3. Bfloat16 Precision Intrinsics

This section describes nv_bfloat16 precision intrinsic functions.

To use these functions, include the header file cuda_bf16.h in your program. All of the functions defined here are available in device code. Some of the functions are also available to host compilers, please refer to respective functions’ documentation for details.

NOTE: Aggressive floating-point optimizations performed by host or device compilers may affect numeric behavior of the functions implemented in this header.
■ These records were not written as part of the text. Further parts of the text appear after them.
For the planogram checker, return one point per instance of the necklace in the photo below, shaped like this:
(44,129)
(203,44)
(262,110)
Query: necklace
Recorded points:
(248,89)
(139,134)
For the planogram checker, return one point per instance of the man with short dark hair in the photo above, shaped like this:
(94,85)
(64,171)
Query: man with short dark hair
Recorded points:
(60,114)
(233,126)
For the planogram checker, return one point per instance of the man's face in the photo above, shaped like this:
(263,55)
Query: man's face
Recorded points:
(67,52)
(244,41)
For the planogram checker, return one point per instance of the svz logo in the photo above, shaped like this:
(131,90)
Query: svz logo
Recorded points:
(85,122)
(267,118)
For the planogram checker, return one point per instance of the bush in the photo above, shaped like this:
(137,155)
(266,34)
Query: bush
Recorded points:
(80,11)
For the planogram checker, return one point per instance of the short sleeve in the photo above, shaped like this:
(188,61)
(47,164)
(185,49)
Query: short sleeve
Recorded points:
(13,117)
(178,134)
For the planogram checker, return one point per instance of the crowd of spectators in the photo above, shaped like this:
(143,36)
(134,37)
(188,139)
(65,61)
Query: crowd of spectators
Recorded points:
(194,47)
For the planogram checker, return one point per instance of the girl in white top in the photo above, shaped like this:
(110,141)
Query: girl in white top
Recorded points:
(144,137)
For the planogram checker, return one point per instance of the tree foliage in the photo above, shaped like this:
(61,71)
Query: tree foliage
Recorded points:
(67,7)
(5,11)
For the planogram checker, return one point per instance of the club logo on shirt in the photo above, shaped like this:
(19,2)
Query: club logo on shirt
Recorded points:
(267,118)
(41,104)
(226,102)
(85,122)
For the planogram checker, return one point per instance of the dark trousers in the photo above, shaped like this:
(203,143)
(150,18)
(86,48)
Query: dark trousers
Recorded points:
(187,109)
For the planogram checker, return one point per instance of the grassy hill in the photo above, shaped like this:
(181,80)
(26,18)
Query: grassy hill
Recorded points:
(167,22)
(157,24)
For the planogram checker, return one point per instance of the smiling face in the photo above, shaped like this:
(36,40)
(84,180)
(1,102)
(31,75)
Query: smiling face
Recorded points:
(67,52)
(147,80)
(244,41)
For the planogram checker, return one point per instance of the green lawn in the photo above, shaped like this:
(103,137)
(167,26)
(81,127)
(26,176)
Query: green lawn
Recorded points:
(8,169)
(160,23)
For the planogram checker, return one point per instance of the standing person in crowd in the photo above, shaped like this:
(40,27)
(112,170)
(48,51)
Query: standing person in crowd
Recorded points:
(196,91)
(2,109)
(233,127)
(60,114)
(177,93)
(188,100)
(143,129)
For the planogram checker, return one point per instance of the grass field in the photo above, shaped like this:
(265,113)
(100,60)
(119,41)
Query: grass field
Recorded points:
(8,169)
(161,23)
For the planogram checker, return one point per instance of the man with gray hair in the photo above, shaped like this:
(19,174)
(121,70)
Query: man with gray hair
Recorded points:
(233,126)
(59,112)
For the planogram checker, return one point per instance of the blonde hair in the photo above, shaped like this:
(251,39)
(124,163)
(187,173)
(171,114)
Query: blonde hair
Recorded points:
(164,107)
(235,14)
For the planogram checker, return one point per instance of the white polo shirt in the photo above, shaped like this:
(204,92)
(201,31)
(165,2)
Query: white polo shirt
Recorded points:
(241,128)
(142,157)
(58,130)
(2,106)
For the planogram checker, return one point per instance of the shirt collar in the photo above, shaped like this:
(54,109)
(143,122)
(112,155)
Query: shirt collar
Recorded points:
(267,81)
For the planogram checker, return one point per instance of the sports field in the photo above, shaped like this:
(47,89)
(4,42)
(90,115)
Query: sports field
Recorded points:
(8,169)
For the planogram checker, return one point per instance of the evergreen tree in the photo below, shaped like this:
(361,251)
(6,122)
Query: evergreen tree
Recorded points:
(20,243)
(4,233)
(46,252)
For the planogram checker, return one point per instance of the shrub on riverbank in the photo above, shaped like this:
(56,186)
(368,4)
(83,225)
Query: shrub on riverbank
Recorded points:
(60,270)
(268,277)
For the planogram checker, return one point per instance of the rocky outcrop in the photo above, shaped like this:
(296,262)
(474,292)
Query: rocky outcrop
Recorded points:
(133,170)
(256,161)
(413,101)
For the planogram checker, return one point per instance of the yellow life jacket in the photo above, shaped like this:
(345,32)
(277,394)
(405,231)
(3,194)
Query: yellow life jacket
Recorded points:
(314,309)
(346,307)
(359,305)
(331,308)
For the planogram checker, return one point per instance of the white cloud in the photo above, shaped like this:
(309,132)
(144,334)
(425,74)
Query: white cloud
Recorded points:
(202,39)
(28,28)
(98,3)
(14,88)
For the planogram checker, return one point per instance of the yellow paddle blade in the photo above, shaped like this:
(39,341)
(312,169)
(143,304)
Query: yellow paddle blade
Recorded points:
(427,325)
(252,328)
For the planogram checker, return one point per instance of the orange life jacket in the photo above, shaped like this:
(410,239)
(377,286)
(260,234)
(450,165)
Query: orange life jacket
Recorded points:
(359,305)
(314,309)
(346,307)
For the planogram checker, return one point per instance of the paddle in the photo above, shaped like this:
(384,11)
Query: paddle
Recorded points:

Specific examples are:

The following macros are available to help users selectively enable/disable various definitions present in the header file:

  • CUDA_NO_BFLOAT16 - If defined, this macro will prevent the definition of additional type aliases in the global namespace, helping to avoid potential conflicts with symbols defined in the user program.

  • __CUDA_NO_BFLOAT16_CONVERSIONS__ - If defined, this macro will prevent the use of the C++ type conversions (converting constructors and conversion operators) that are common for built-in floating-point types, but may be undesirable for __nv_bfloat16 which is essentially a user-defined type.

  • __CUDA_NO_BFLOAT16_OPERATORS__ and __CUDA_NO_BFLOAT162_OPERATORS__ - If defined, these macros will prevent the inadvertent use of usual arithmetic and comparison operators. This enforces the storage-only type semantics and prevents C++ style computations on __nv_bfloat16 and __nv_bfloat162 types.

Groups

Bfloat16 Arithmetic Constants

To use these constants, include the header file cuda_bf16.h in your program.

Bfloat16 Arithmetic Functions

To use these functions, include the header file cuda_bf16.h in your program.

Bfloat16 Comparison Functions

To use these functions, include the header file cuda_bf16.h in your program.

Bfloat16 Math Functions

To use these functions, include the header file cuda_bf16.h in your program.

Bfloat16 Precision Conversion and Data Movement

To use these functions, include the header file cuda_bf16.h in your program.

Bfloat162 Arithmetic Functions

To use these functions, include the header file cuda_bf16.h in your program.

Bfloat162 Comparison Functions

To use these functions, include the header file cuda_bf16.h in your program.

Bfloat162 Math Functions

To use these functions, include the header file cuda_bf16.h in your program.

Structs

__nv_bfloat16

nv_bfloat16 datatype

__nv_bfloat162

nv_bfloat162 datatype

__nv_bfloat162_raw

__nv_bfloat162_raw data type

__nv_bfloat16_raw

__nv_bfloat16_raw data type

Typedefs

nv_bfloat16

This datatype is meant to be the first-class or fundamental implementation of the bfloat16 numbers format.

nv_bfloat162

This datatype is meant to be the first-class or fundamental implementation of type for pairs of bfloat16 numbers.

3.9. Typedefs

typedef __nv_bfloat16 nv_bfloat16

This datatype is meant to be the first-class or fundamental implementation of the bfloat16 numbers format.

Should be implemented in the compiler in the future. Current implementation is a simple typedef to a respective user-level type with underscores.

typedef __nv_bfloat162 nv_bfloat162

This datatype is meant to be the first-class or fundamental implementation of type for pairs of bfloat16 numbers.

Should be implemented in the compiler in the future. Current implementation is a simple typedef to a respective user-level type with underscores.